Consideraba que los gerundenses carecían de espíritu de iniciativa. Él hubiera propuesto grandes reformas. En el plano comercial, habría estimulado la creación de grandes almacenes en la ciudad, aun a riesgo de sacrificar pequeñas tiendas. En el plano industrial, entendía que las posibilidades eran inmensas… a condición de preocuparse del Pirineo. «Habría que buscar la materia prima en el Pirineo —decía—. En el Pirineo debe de haber incluso petróleo.» Imaginaba la llanura que rodeaba a Gerona y la del Ampurdán convertidas en refinerías de petróleo. En el plano cultural… elogiaba el Orfeón, la Biblioteca municipal, el Archivo y el Museo Diocesano. Y aseguraba que las personas más inteligentes de la ciudad eran Julio y «La Voz de Alerta».

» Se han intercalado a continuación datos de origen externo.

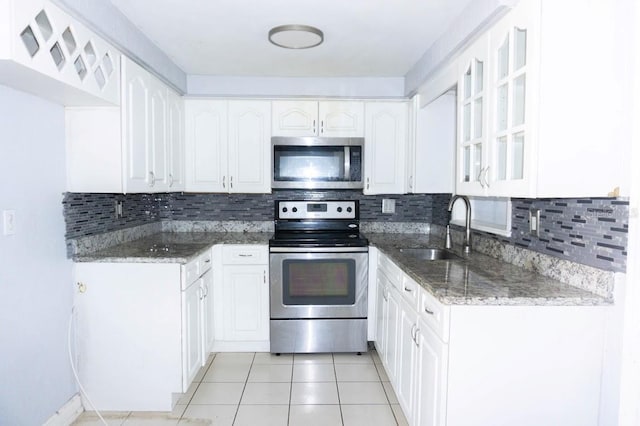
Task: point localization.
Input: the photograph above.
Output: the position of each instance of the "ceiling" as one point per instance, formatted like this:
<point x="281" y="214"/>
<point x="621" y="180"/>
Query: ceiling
<point x="363" y="38"/>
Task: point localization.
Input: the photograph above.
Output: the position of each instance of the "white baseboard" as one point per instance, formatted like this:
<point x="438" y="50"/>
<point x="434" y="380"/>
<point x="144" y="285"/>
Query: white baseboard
<point x="68" y="413"/>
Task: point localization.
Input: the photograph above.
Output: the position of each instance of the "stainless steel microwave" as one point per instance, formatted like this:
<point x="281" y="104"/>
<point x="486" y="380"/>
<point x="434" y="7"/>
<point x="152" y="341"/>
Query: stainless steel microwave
<point x="317" y="163"/>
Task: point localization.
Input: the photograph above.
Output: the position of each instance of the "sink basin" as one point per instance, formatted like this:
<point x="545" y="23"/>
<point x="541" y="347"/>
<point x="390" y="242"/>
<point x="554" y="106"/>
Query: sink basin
<point x="430" y="253"/>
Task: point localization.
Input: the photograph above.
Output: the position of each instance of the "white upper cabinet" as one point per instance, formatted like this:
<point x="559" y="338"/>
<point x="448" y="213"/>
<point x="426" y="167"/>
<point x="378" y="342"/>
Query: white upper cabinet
<point x="472" y="151"/>
<point x="37" y="39"/>
<point x="206" y="145"/>
<point x="313" y="118"/>
<point x="531" y="121"/>
<point x="137" y="147"/>
<point x="175" y="142"/>
<point x="228" y="146"/>
<point x="513" y="57"/>
<point x="250" y="146"/>
<point x="146" y="131"/>
<point x="431" y="148"/>
<point x="386" y="134"/>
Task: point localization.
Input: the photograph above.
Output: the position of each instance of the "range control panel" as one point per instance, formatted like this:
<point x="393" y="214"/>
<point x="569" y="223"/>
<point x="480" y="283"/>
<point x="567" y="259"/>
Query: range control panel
<point x="317" y="210"/>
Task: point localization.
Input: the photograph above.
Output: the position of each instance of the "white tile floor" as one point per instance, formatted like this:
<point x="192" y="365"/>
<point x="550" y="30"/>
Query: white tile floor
<point x="257" y="389"/>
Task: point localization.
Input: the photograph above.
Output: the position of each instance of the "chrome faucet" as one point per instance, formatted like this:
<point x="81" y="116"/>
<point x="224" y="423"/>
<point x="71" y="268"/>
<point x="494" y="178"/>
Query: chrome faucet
<point x="466" y="243"/>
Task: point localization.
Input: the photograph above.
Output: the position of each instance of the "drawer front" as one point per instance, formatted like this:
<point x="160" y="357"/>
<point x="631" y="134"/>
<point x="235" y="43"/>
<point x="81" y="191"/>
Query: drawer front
<point x="245" y="254"/>
<point x="191" y="273"/>
<point x="391" y="270"/>
<point x="434" y="314"/>
<point x="204" y="261"/>
<point x="411" y="291"/>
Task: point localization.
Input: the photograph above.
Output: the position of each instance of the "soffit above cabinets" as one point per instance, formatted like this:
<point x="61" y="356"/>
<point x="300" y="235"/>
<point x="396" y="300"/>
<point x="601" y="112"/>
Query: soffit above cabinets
<point x="362" y="38"/>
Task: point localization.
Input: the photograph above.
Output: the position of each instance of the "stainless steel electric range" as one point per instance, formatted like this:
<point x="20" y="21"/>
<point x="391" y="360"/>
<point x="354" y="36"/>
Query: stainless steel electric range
<point x="318" y="276"/>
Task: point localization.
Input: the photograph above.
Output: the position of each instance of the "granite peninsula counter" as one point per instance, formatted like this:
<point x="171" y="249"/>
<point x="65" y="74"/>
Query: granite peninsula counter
<point x="478" y="279"/>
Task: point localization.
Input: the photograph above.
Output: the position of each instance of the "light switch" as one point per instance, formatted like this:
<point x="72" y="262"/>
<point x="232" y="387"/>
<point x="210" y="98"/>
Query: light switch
<point x="8" y="222"/>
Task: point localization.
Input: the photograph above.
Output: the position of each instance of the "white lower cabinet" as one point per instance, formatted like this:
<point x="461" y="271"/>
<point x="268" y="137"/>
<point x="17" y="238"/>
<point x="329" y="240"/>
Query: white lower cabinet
<point x="242" y="299"/>
<point x="464" y="365"/>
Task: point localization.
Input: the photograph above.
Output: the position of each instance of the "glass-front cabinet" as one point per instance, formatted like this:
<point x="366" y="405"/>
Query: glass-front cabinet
<point x="496" y="108"/>
<point x="512" y="52"/>
<point x="472" y="127"/>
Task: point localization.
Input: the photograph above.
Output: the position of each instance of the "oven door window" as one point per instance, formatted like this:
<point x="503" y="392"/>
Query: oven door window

Mucha gente decía del doctor que escribía un libro de razas comparadas. En el Banco de Ignacio se aseguraba que era homosexual. El subdirector le tenía, como siempre, por masón; el profesor Civil por un judío que esperaba el momento de meter mano sobre el primer filón de metal que apareciera en el Pirineo. Mateo le consideraba, simplemente, un agitador político, con pretensiones de maquiavelismo, pero cretino como él solo, inferior al más zoquete de los españoles, y que en circunstancias políticas menos anormales ya hubiera tenido que largarse a Andorra o Francia.

En todo caso fue el primer ciudadano que leyó en
El Demócrata
la noticia de que todos los acuerdos de la Comisión de Seguridad habían sido ejecutados. Los leyó en la misma imprenta, antes de que el periódico fuera repartido. Con frecuencia iba allá a visitar a Casal, al que decía, viéndole trabajar: «Con esas máquinas que tienen ustedes es imposible sacar periódicos en serio». Casal le contestaba: «En serio o no, las noticias que damos son importantes».

Era cierto. Las noticias eran importantes: encarcelamiento de don Jorge, de «La Voz de Alerta», de Rosselló, por tenencia ilícita de armas. Encarcelamiento de Octavio y Haro por gritos subversivos y ofensas a la República. Disolución de Falange e interrogatorio al jefe. Entrega del teniente Martín a la Autoridad Militar.

Ante estas noticias, los izquierdistas se frotaron las manos de gozo. Entre los derechistas cundió el pánico. Todo el mundo condenaba el acto del teniente Martín, y el propio comandante Martínez de Soria, al enterarse de ello, lamentó no ser general para arrancarle las dos estrellas de la manga; y por su parte Carmen Elgazu había dicho: «Se necesita ser muy poco hombre para hacer una cosa así en el cementerio». Sin embargo, nadie suponía que ello traería consigo la detención de otras personas, nuevos registros y la disolución de Falange Española.

Laura había quedado yerta al ver que los agentes se llevaban a su marido. «¡No pueden hacer eso, no pueden hacer eso!» El dentista había pedido unos minutos para cambiarse de ropa. Se puso su mejor camisa, la mejor corbata. Barbotaba los más intraducibles insultos. Retardaba el momento de salir de la habitación. Laura se le había colgado al cuello y le decía: «¡No salgas, no salgas!» «La Voz de Alerta» le dio varias instrucciones relativas a las joyas y valores de la casa. Redactó una nota para don Pedro Oriol. «Que la publiquen en seguida.» Finalmente, le dijo: «Te prohíbo que tus hermanos intervengan en este asunto».

Don Jorge reaccionó en forma distinta. Miró a los agentes y dijo: «De acuerdo. Déjenme despedirme de los míos». Llamó a su esposa, a todos sus hijos, y uno a uno fueron desfilando y dándole un beso. Nadie lloraba. Las dos sirvientas estrujaban el delantal entre las manos. Don Jorge pidió su hongo, sus guantes y su bastón. Se dirigió a su hijo falangista y le ordenó: «Vete a buscar un taxi». Los agentes le hicieron comprender que tenían orden de llevarle a pie. Don Jorge dijo a su esposa: «Avisad al notario Noguer y que vaya a verme con el abogado».